A man with leprosy knelt before Him and said, “Lord, if You are willing, You can make me clean.” Jesus reached out His hand and touched the man, “I am willing,” He said. “Be clean!” Immediately, he was cured of his leprosy. ~ Matthew 8:2-3
What happens when Jesus is not willing? What happens when we pray and the cancer remains? What happens when we beg and the bombs still fall? Although my husband accuses me of being an optimist, I’m finding it harder and harder to be one these days. The world is a mess and many of our lives are a mess, whether they’re touched by COVID, the war in Ukraine, cancer, depression, or a tragic accident. So what do we do when we ask God for relief and we only get silence?
Let me be honest—I have no answer. In fact, as I began typing this blog I thought, “Where am I going with this? I need the answer myself!” God is such a patient teacher, isn’t He? As I was thinking that, God reminded me of the Apostle Paul who also received a “no” from Him. In II Corinthians 12:7-10, we read that Paul had some sort of problem he mysteriously calls “a thorn in the flesh.” Paul asks three times for God to remove it, and Jesus tells Paul that He won’t take it away because, “My grace is sufficient for you, for My strength is made perfect in weakness” (II Cor. 12:9). The thorn would remain because it was vital in teaching the lessons that only a thorn can teach.
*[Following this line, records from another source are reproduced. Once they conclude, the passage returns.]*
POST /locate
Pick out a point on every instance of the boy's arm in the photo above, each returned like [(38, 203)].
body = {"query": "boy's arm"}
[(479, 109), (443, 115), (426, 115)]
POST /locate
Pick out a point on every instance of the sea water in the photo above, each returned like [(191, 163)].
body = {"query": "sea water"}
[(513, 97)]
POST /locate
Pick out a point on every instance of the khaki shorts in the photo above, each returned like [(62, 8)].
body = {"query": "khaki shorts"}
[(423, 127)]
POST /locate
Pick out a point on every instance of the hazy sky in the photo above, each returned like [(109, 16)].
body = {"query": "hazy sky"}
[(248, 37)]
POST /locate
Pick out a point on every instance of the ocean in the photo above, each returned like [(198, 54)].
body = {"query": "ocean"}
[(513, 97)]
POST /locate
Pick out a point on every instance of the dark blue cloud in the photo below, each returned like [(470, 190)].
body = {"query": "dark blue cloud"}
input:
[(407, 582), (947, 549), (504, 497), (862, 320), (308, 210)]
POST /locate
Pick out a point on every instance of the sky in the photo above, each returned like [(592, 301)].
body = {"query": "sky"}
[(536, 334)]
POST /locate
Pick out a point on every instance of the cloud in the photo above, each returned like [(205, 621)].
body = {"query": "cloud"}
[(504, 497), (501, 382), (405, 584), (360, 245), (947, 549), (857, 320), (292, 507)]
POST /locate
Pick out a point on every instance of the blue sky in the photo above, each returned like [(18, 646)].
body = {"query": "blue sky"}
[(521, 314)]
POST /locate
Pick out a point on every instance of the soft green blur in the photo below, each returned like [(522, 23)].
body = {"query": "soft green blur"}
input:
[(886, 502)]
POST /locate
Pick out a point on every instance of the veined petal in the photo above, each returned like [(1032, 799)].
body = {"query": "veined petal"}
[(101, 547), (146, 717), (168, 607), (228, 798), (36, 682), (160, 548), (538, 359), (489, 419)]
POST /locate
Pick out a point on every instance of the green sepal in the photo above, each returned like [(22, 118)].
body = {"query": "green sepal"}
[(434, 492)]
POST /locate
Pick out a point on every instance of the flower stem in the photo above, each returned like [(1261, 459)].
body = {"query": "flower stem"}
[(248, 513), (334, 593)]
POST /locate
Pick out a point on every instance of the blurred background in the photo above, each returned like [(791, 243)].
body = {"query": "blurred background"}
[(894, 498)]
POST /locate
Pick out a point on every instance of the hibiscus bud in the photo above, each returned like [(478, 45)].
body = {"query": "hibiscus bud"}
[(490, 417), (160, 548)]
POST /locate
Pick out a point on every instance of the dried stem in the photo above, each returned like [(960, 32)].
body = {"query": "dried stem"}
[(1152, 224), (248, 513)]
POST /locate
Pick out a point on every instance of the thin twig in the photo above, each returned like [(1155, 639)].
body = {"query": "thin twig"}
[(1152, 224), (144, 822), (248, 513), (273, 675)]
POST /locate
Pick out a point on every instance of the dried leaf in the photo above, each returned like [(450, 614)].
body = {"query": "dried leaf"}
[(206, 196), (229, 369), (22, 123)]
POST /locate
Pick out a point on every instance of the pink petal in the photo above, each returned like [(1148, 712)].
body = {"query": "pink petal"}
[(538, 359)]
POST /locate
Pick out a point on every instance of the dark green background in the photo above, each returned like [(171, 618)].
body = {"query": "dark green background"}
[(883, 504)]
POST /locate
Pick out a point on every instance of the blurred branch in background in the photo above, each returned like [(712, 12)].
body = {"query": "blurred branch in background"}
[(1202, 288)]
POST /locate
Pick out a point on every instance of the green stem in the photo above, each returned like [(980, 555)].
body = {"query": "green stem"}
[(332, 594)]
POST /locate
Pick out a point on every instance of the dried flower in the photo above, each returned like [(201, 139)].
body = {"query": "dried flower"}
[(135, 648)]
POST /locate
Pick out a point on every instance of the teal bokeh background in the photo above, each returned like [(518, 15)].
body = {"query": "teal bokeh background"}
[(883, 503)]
I think, too, of Jesus who begged on His knees in Gethsemane for God the Father to take away the need for the cross. How sad that Jesus had to die, but how tragic for us if God had taken away the cross. Without Jesus’ atoning death, we would be people without hope, destined only for an eternity of darkness. On the cross, Jesus wore the crown of thorns for us.
Some prayers cannot be answered with a “yes” because to do so would keep God from working out a greater good, one we won’t see in its fullness until Heaven. This gives me hope. I don’t want suffering for myself or those I love, but I’m encouraged that our loving, all-knowing God doesn’t give us thorns without a reason. Maybe, like Paul, He wants to teach us through our suffering. Maybe, like Jesus, He wants to use our lives to bless others. I suspect that He’s using the thorns to do both. Today, let’s name our thorns, and then let’s surrender them to Jesus and ask Him to use them for a purpose and healing beyond anything we can ever imagine so that we can say with the Apostle Paul, “Therefore I take pleasure in infirmities, in reproaches, in needs, in persecutions, in distress, for Christ’s sake. For when I am weak, then I am strong” (II Cor. 12:10).
(I don't mean to imply that this is easy. I think of someone I love dearly who has endured years of physical pain for no apparent reason. I think of the innocents in Ukraine. My list goes on... But I have to cling to this truth, that in the end, when we reach Heaven, we will see that the suffering was somehow worthwhile and somehow redeemed by Jesus.)